There are two world-premiere recordings here—odd in the case of Stephen Paulus, whose work is widely represented on disc. Why did it take so long to get around to Paulus’ Berceuse, written in 1983? No matter, this piece, the only one by the composer for solo harp, rings the changes on the classic berceuse (lullaby) as purveyed by the likes of Fauré. It’s dreamy and pearly enough, but it also has a dark and moody cast to it, sprinkled with dissonant chords, dissolving in a series of quiet dissonances that take us from the bottom of the harp’s range to the top. The other world premiere is of Lowell Liebermann’s Music for Harp, written just last year for the American Harp Society’s fortieth annual conference. Liebermann wrote about his own piece that it manipulates “tonality, modality, octatonic and synthetic scales as well as atonal materials. . . in an exploration of the harp’s ability.” He goes on to say that the harp was “clearly designed with traditional tonality in mind” so that any attempt at harmonic complexities “would take a great deal of ingenuity on the composer’s part.” If that’s so, I don’t see Mr. Liebermann sweating over his work—at least the result is highly ear-appealing and idiomatic: Ars est celare artem (“It is real art to conceal art.”)
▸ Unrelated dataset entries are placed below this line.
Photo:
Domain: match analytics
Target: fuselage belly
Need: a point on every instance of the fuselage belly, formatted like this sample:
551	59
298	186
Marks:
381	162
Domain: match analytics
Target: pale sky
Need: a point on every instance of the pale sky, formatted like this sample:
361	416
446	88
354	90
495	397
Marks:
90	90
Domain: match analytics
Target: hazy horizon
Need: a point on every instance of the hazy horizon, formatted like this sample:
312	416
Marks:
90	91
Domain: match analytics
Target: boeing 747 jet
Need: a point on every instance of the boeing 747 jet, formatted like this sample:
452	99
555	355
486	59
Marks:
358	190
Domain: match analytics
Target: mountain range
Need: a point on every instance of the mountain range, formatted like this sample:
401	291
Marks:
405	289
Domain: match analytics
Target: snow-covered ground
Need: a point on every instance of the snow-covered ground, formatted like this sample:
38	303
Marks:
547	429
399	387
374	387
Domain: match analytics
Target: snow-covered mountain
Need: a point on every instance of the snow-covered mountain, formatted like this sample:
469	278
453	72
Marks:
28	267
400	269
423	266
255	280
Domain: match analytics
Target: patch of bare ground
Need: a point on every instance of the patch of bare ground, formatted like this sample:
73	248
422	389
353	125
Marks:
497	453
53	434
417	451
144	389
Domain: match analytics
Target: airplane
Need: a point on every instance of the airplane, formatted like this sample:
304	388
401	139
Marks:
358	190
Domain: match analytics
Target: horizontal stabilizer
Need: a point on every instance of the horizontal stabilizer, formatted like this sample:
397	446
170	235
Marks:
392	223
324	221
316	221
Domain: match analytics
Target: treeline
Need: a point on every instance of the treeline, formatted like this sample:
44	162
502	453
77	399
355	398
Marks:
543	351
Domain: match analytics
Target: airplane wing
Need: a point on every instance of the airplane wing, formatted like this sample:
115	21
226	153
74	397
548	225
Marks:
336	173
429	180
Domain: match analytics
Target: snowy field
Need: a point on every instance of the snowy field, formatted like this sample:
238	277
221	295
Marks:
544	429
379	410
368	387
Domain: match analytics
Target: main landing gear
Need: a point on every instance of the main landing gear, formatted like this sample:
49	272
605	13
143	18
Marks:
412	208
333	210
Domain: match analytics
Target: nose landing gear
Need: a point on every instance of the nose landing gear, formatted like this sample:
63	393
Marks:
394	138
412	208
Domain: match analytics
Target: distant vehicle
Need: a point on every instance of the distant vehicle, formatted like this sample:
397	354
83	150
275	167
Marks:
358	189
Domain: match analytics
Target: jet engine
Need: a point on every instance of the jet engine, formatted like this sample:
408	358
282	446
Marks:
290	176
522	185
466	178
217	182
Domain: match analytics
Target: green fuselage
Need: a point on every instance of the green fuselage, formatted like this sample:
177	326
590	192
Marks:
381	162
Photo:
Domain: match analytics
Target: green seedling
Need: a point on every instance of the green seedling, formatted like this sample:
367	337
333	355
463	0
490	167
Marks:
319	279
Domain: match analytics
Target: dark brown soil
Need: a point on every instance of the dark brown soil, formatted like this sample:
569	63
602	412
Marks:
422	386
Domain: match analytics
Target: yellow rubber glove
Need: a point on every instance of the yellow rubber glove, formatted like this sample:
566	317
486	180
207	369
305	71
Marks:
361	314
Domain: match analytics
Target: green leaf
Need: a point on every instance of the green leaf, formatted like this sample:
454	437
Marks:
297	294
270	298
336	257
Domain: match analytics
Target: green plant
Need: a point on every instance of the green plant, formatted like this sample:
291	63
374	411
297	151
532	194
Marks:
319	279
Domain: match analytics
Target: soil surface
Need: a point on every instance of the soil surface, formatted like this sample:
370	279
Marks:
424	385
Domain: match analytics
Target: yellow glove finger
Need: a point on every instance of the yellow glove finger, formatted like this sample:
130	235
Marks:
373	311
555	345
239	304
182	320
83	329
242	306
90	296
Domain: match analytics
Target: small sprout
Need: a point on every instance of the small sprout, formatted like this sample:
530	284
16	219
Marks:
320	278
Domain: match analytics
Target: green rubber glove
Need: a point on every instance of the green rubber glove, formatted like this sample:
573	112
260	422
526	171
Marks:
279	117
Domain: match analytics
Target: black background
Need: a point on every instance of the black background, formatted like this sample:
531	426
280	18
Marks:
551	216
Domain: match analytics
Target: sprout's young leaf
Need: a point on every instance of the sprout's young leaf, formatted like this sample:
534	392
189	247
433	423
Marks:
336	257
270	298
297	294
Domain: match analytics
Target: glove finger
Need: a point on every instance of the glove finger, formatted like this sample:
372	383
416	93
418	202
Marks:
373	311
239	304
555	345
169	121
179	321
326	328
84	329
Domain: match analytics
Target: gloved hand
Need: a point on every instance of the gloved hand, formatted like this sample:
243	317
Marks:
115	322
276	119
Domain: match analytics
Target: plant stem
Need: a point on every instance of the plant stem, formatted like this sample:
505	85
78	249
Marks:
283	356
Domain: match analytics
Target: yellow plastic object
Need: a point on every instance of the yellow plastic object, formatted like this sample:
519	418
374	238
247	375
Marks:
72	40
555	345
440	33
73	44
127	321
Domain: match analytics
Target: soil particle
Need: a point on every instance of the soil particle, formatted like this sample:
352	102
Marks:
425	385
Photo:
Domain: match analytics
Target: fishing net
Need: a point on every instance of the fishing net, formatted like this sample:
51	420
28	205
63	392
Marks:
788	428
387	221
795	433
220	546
As you’d expect, that grand old man of American atonality, Elliott Carter, wouldn’t shy away from the challenge. For many listeners, his Bariolage will be the hardest piece to come to terms with since it seems to flout the notions that we have about the harp and what it’s capable of. Even the title presents an interpretive challenge. Merriam-Webster defines bariolage as “a special effect in violin playing obtained by playing in rapid alternation upon open and stopped strings.” This idea of repetition and alteration results in a work that seems obsessed with certain thematic fragments that do return in a variety of harmonic and figural guises. In the process, Bariolage throws a great many technical challenges at the harpist, who needs to shift from chords to glissandi, from strummed chords to stopped chords to pizzicato chords. Miss Kondonassis claims to have come to understand the structure and concept of the work. Maybe one would have to play it to understand all that; I’ve listened to Bariolage several times and haven’t gotten to the bottom of the piece though I find it intriguing, more appealing than some of Carter’s work, which often strikes me as too serious, too intense. (I think he should have taken a page out of his mentor Charles Ives’s book.) [Bravo! – me too…Ed.]
Another American avant-gardist is represented here, John Cage, but his relatively early (1948) In a Landscape is limpid, hypnotically repetitious, very Far Eastern, and sounds like the work of an American Takemitsu.
The most traditional-sounding pieces here are those by John Williams (based on the music from the film Angela’s Ashes) and Norman Dello Joio, whose Bagatelles was commissioned for a harp competition sponsored by the Hartt School of Music and the University of Hartford. Both pieces are atmospheric—dreamy—in the way usually associated with the harp, though Dello Joio’s second Bagatelle is a bouncy, bounding affair that sounds like it might have been written by one of Les six. It adds wanted variety to the mix.
So this is, then, a varied and appealing look at how a number of American composers have taken up the challenge of writing for an instrument that often receives merely clichéd treatment. The music is not always riveting, but Kondonassis’ playing mostly is, whether in the elegant and spidery sounds that Liebermann spins or in the hard-edged atonality of the Carter. Bright, airy recorded sound from Clonick Hall at Oberlin Conservatory, where Kondonassis chairs the harp department.